This seems very unlikely, and I’m still not sure if it’s even possible (does a pageview really run the secondary data updates again?). I think this still needs more investigation; I might try to just merge enough duplicates on Wikidata, with the network panel open, and if the bug happens, then I would look at the network panel more closely and see what requests happened in what order.

I tested it: a regular index.php?action=purge or action.php?action=purge doesn’t trigger secondary data updates, not even when you visit the page afterwards; api.php?action=purge&forcelinkupdate=1 does trigger secondary data updates. The merge gadget doesn’t set forcelinkupdate, so the secondary data updates shouldn’t get triggered by it (other than through the edit).
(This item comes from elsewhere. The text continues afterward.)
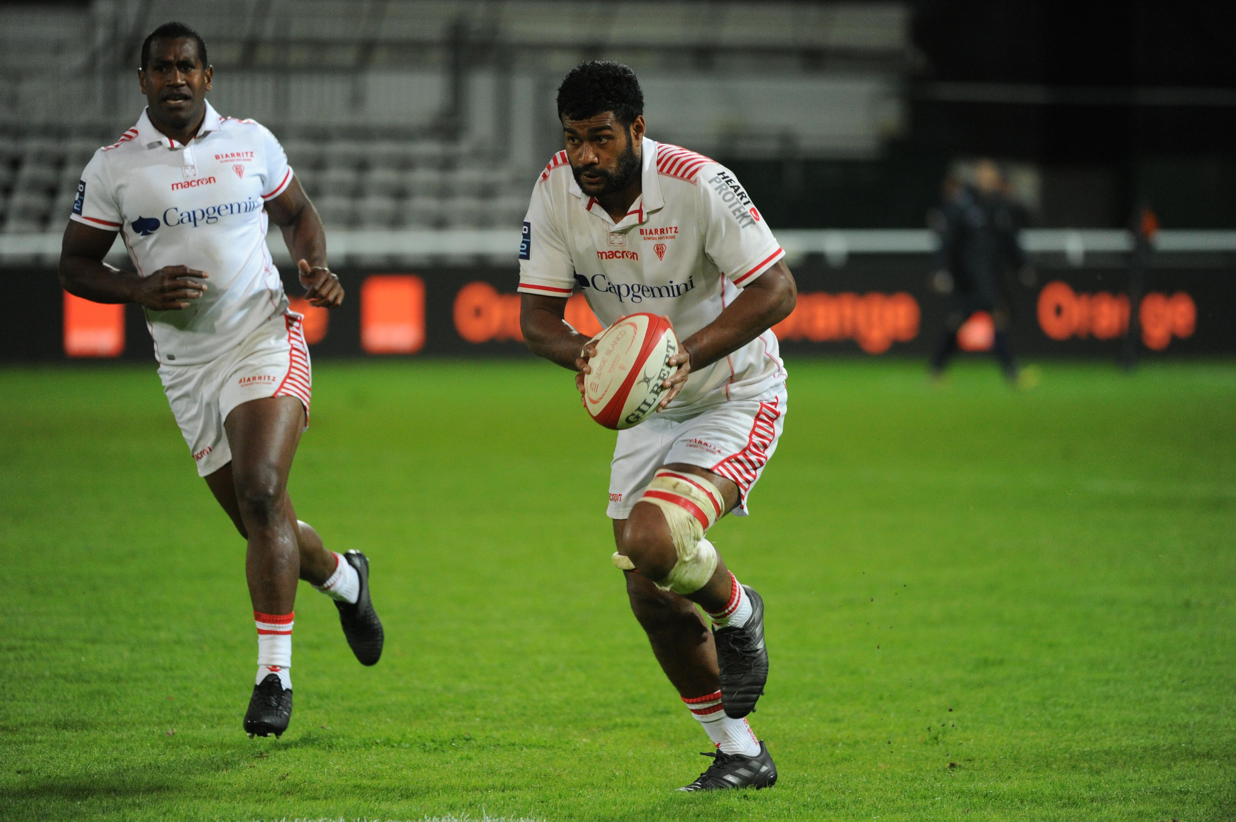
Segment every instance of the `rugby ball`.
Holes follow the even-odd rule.
[[[583,407],[606,428],[639,425],[656,410],[667,391],[662,383],[676,371],[669,365],[679,352],[679,337],[664,316],[630,314],[596,340],[597,355],[588,360],[592,373],[583,379]]]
The simplest explanation for this whole business would be that the secondary data updates somehow just don’t happen. I don’t know why this would be – of course it’s possible that they crash for some reason, but I’d expect to see something in logstash in that case, and I’m not seeing anything – but at this point, I think this is a theory worth either confirming or ruling out, by adding some logging. I suggest that we add a temporary log channel that captures messages at any level (like, for example, the DuplicateParse channel), and make ItemHandler::getSecondaryDataUpdates() and ItemTermStoreWriterAdapter::saveTermsOfEntity() log debug messages indicating that the secondary data updates were created and executed, with some basic information about the terms being stored (number of labels, descriptions, and aliases across all languages; we don’t have access to the revision ID at this point, unfortunately).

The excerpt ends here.